Minggu ke-1 penderita mengalami demam (suhu berkisar 39-40 oC), nyeri kepala, epistaksis, batuk, anoreksia, mual, muntah, konstipasi, diare, nyeri perut, nyeri otot, dan malaise. Minggu ke-2 pasien mengalami demam, lidah khas berwarna putih (lidah kotor), bradikardia relatif, hepatomegali, splenomegali, meteorismus, dan bahkan gangguan kesadaran (delirium, stupor, koma, atau psikosis).
Demam pada demam tifoid umumnya berangsur-angsur naik selama minggu ke-1, terutama sore dan malam hari (febris remiten). Pada minggu ke-2 dan ke-3 demam terus-menerus tinggi (febris kontinyu) kemudian turun secara lisis. Demam tidak hilang dengan antipiretik, tidak menggigil, tidak berkeringat, dan kadang disertai epistaksis.

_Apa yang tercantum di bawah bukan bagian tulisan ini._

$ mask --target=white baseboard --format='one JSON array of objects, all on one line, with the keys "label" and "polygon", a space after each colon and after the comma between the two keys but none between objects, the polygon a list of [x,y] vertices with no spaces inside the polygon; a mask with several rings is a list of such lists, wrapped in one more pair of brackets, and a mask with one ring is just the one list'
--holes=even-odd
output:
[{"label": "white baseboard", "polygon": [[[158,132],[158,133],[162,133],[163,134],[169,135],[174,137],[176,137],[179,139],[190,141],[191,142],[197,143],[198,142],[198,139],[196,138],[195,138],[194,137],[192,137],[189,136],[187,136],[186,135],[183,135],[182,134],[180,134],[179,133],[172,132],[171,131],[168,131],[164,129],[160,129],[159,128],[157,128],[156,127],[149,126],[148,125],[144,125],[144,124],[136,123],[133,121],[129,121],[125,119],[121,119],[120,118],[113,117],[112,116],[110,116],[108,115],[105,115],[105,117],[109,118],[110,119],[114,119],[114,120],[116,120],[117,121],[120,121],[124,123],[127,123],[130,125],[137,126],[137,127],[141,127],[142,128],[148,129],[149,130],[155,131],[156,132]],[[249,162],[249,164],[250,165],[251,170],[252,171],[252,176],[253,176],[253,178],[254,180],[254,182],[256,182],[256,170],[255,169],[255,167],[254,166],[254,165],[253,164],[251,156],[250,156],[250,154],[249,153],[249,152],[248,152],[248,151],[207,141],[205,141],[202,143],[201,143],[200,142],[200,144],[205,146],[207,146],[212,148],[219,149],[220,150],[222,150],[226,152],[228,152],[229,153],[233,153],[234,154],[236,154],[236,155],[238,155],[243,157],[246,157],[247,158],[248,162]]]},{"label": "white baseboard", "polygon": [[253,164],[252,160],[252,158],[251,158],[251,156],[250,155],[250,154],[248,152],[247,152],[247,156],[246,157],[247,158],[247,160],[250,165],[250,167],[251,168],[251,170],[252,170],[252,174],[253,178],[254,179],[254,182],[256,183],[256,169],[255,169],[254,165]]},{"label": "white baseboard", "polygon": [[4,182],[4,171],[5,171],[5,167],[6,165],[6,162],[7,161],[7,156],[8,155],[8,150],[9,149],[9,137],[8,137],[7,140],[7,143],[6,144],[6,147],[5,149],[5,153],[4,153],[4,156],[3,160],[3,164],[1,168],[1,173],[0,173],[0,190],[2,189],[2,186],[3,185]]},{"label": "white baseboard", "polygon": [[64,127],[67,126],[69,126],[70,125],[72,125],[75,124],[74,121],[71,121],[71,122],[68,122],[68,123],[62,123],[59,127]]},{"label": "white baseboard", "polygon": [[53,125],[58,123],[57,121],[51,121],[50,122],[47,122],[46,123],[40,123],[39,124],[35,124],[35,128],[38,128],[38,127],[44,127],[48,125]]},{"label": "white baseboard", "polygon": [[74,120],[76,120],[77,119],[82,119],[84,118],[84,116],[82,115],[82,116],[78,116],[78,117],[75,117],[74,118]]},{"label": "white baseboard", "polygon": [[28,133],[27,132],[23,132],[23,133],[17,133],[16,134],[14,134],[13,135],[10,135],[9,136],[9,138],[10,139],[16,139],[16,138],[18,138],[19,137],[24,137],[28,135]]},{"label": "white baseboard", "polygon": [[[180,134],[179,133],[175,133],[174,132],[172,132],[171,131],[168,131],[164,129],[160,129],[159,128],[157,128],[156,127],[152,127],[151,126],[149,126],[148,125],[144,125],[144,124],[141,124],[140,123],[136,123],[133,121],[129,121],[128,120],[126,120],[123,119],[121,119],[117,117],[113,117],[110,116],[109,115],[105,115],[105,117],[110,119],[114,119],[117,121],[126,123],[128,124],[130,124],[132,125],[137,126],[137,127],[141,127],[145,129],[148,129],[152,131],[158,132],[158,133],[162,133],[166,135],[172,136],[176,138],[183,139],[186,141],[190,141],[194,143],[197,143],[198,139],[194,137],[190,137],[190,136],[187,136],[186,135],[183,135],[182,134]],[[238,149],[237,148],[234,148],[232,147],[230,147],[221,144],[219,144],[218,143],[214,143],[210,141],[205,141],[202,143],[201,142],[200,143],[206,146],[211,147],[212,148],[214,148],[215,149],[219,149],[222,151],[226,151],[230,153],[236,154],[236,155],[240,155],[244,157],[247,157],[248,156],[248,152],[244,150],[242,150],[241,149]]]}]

Gangguan gastrointestinal meliputi bibir kering dan pecah-pecah disertai lidah kotor, berselaput putih, dan tepi hiperemis. Perut agak kembung dan mungkin nyeri tekan. Lien membesar, lunak, dan nyeri tekan. Pada awal penyakit umumnya terjadi diare kemudian menjadi obstipasi.
Pemeriksaan Penunjang
Pemeriksaan laboratorium untuk demam tifoid meliputi pemeriksaan hematologi, urinalisis, kimia klinis, imunoserologi, mikrobiologi, dan biologi molekuler. Pemeriksaan ini untuk membantu menegakkan diagnosis, menentukan prognosis, serta memantau perjalanan penyakit, hasil pengobatan, dan timbulnya komplikasi.
1. Hematologi
a. Kadar hemoglobin dapat normal atau menurun jika terjadi komplikasi perdarahan atau perforasi usus.
b. Hitung leukosit rendah (leukopenia) tetapi dapat normal atau tinggi. c. Hitung jenis neutrofil rendah (neutropenia) dengan limfositosis relatif. d. Laju endap darah (LED) meningkat.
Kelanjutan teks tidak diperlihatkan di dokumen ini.